Atlantic Center for the Arts has continued to connect the arts to community health and demonstrate the relevance of creativity as we navigate the shifting landscape of society during the COVID-19 pandemic. By the end of March, ACA successfully transitioned its community programs, led by our Artist Ambassadors, to the virtual platform of Facebook, YouTube, and Instagram. All of these programs are offered for free to everyone.
This dramatically increased the reach of these programs from in-person groups of 10 – 20 people to 800 – 1,500 viewers for each video as they are broadcast. Workshops such as “Expressive Art Journaling” with Laura Bohn, “Heal and Reveal” with Heather Pastor, “Nature Sketch Club” with Bethany Bennett, and the live stream “Sound & Mediation” with Eve Payor have been especially successful in terms of connecting with a broader audience of our social media followers. Considering the target demographics for each program, ACA staff have scheduled video content on the social media platform that best reaches each audience; for example, YouTube and Instagram reach a younger and more ethnically diverse tech-savvy audience. Both Facebook and YouTube offer integrated closed-captioning, which is a welcomed extension to ACA’s goals for greater accessibility. All programs can be accessed after the live stream/video premiere, which has further increased the reach of these events.
The quality of these presentations is on par with other major arts organizations across the county, and each artist is given guidelines for digital content creation. ACA staff have worked closely together to produce these videos by coaching the artists, monitoring the production process, engaging viewers in the comments section, conducting pre/post participant surveys for evaluation, and reviewing artist (field) notes. Workplace dynamics have seen greater unity in cross-departmental collaboration and an intense sense of urgency to work towards the shared goal of continuing to provide our unique programming in Arts & Wellness to the community. Although the uncertainty of the pandemic has caused heightened emotional stress among staff, as well as among artist ambassadors, ACA has encouraged a more open and compassionate culture of communication to grant patience, empathy, and supportive dialogue. Staff have worked together to schedule online programs with thoughtful consideration to avoid internet fatigue by consistently offering 1-2 weeknight and weekend workshops.

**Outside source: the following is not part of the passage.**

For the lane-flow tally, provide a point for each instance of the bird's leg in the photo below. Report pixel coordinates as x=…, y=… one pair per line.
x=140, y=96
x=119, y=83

ACA staff and artists have been pleasantly surprised by the connections we have made internally and with the public due to this digital transition. The public feedback has been tremendously positive, with most participants eagerly awaiting the next workshop. These programs have filled a void during the “stay at home” order, without overwhelming the public with content. They have engaged patrons and connected with them in supportive conversations that have never taken place before on ACA’s social media platforms. This surge in online community engagement has been a breakthrough for ACA and will continue to be developed and promoted throughout the year. It has given the staff and artists a new outlook on the possibilities and reach of digital communications that amplify a shared experience.
A beautiful testimonial came from one of our Creative Caregiving participants working with Artist Ambassador Vicki Gross, music therapist, who said, “Vicki was very creative with the activities in our group Zoom call! For me, the calls helped break-up the stay-at-home time, and connected mom and I with our friends. It was nice to be able to answer the often-repeated question of ‘What is on our schedule today?’ with something besides nothing.”
In the fall of 2020, ACA will produce two events funded by the Pabst Steinmetz Foundation: the Arts & Wellness Symposium, and the Arts & Wellness Academy. Both events will be augmented by the use of digital technology to share resources online.